Вспомнить хотя бы порочащее Горчакова письмо, о котором было столько разговоров. Пусть нашелся какой-то негодяй, решивший инкогнито поднасолить Государственному канцлеру (за долгую и беспокойную жизнь Горчаков получал немало таких писем), но что за охота была Дмитрию Алексеевичу передавать его содержание государю? Александр II обеспокоился, поделился своим возмущением с Адлербергом, тот еще с кем-то, и вот уж почти совсем незнакомые люди встречают Горчакова на улице и выражают свое соболезнование. Кому это было нужно?

Правда, Жомини высказал предположение, что все это, скорее всего, происки самого Милютина, но Александр Михайлович тут же и весьма категорично оборвал его, заметив, что впредь просил бы имя министра военных дел не поминать всуе — по его мнению, Дмитрий Алексеевич весьма воспитанный человек, к тому же открытая душа и умница; свое неудовольствие он высказывает прямо, тем более что для этого у него всегда есть подходящая возможность.

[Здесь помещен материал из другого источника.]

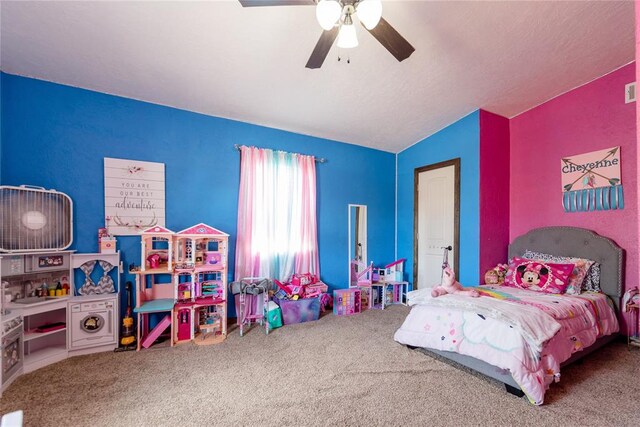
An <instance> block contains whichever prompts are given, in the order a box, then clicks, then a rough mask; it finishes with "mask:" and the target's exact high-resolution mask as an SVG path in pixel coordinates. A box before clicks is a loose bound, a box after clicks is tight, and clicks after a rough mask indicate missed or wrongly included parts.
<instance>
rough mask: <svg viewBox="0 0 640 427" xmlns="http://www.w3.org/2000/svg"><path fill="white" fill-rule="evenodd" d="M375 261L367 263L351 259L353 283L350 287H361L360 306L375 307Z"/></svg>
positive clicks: (351, 287)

Больше к подобным разговорам Жомини не возвращался.

На каменистом молу у самого прибоя Горчаков сел на специально сделанную для него скамеечку, прислонил рядом с собою массивную трость и погрузился в продолжительное молчание.

Со стороны можно было подумать, что Государственный канцлер озабочен серьезными мыслями, связанными с предстоящим совещанием. Но голова Горчакова была занята вещами, далекими и от политики, и вообще от каких-либо важных дел; всякий раз, отдыхая на этом молу, он мысленно как бы общался с людьми, многие из которых уже отошли в небытие, но прочно, прочнее, чем это небо и это море под ним, связывали его с землей, с простыми радостями и горестями, составлявшими добрую половину его долгой (удивительно долгой!) и насыщенной жизни.